Background and Scope

Open-source projects have a very different history to interface standards. They focus on the actual implementation of a system, not just the interfaces to the system. Unlike most hardware, software can be easily changed in order to augment features, improve performance, and/or remove bugs, and the core principle of open source is to allow anyone access to the software source code to make such improvements. A further objective for some open-source projects is that any improvements are then contributed back so the improvements are also publicly available. The Linux Foundation grew out of the organisation developed by Linus Torvalds to support his open-source project, Linux, developing an open-source equivalent to the proprietary UNIX operating system, and using a particular software licence called the GNU Public Licence (GPL).

The Linux Foundation (LF) now supports a very wide range of open-source projects where projects are self-standing and self-funding , but coordinated into larger activities.

There are at least three such groups which are of particular interest for telecoms. First, the LF Networking Fund (a group of projects which have grown out of network functions virtualisation (NFV) including its orchestration and management), second, the LF AI and Data Foundation, and third the Cloud Networking Compute Foundation (which supports many projects in the virtualisation infrastructure, both for NFV and network hosted applications). In each case, funding is centralised and coordinated yet there is still a level of autonomy within the individual projects.

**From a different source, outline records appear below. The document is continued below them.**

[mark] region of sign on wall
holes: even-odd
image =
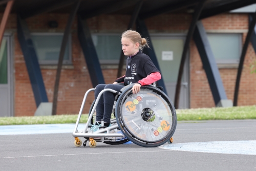
[[[173,51],[162,51],[162,60],[173,60],[174,52]]]

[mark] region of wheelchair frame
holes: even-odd
[[[127,86],[124,88],[123,88],[121,91],[122,92],[124,92],[125,90],[126,90],[127,89],[131,88],[132,87],[134,84],[132,84],[129,86]],[[153,85],[150,85],[150,86],[152,86],[154,87],[156,87],[156,84],[155,82],[153,83]],[[80,139],[79,139],[78,137],[84,137],[86,139],[87,139],[84,143],[83,143],[83,146],[85,146],[86,145],[86,143],[87,141],[89,140],[89,145],[91,147],[95,147],[97,145],[97,141],[101,141],[102,142],[106,142],[106,141],[111,141],[112,140],[109,140],[109,139],[104,139],[104,138],[107,138],[107,137],[120,137],[120,138],[124,138],[126,137],[124,134],[121,134],[121,133],[111,133],[110,131],[117,129],[119,129],[119,127],[118,126],[118,123],[114,125],[112,125],[111,126],[105,127],[105,128],[102,128],[100,129],[98,131],[95,131],[94,132],[93,132],[92,131],[90,131],[89,128],[89,124],[90,123],[91,121],[91,120],[93,117],[93,115],[95,111],[96,106],[98,104],[98,102],[99,100],[99,98],[102,95],[102,94],[106,92],[106,91],[110,91],[114,94],[116,94],[116,97],[115,98],[115,100],[116,100],[117,97],[119,95],[121,95],[121,93],[120,93],[119,92],[116,91],[115,90],[113,90],[111,89],[106,89],[102,90],[100,93],[99,94],[97,99],[95,100],[94,105],[93,107],[92,110],[91,110],[91,113],[89,114],[89,117],[88,117],[88,120],[87,121],[87,122],[86,124],[86,126],[84,129],[84,130],[82,131],[80,131],[79,132],[78,130],[77,130],[79,122],[80,121],[80,119],[81,118],[81,116],[82,115],[82,112],[83,109],[83,107],[84,106],[85,102],[86,101],[86,99],[87,98],[87,96],[89,94],[89,93],[92,91],[95,91],[95,89],[91,89],[88,90],[83,97],[83,99],[82,102],[82,104],[80,109],[80,111],[78,114],[78,116],[77,118],[77,120],[76,121],[75,127],[74,130],[74,132],[72,134],[73,136],[75,137],[75,141],[74,141],[74,144],[76,146],[79,146],[81,145],[82,144],[82,141]],[[115,119],[112,119],[111,120],[111,123],[116,123],[117,122],[117,118],[116,118]],[[101,121],[101,126],[104,127],[104,121]],[[175,125],[176,127],[176,125]],[[105,133],[106,132],[106,134]],[[100,138],[97,139],[94,139],[94,138],[96,138],[96,137],[99,137]],[[173,142],[173,138],[172,137],[170,140],[168,141],[169,143]]]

Organisation and Working Methods

The result of an open-source project is running code, and the Linux Foundation’s working methods are therefore quite different to that of most standards bodies. In many ways, the software tools that support the software development are as important as the human organisational structure.

Central to this is the GIT protocol/file system (also developed by Linus Torvalds) which tracks changes in the source code across all contributors to the project. This allows anyone to download the latest version (or historic versions) and make changes to the code. These changed versions can then be ‘merged’ back into the original.

The project management function therefore looks not just about who is working on new features / performance enhancements / bug fixes, but also who has authority to accept ‘merge requests’ into the primary code base.

As such, successful projects tend to have strong leadership and control, and are rather less of ‘contribution-led, consensus-basis’ endeavour, as per the maxim of the ITU.

Participation normally requires membership through an organisation, while influence and status within a project is normally earned through making helpful and competent code contributions.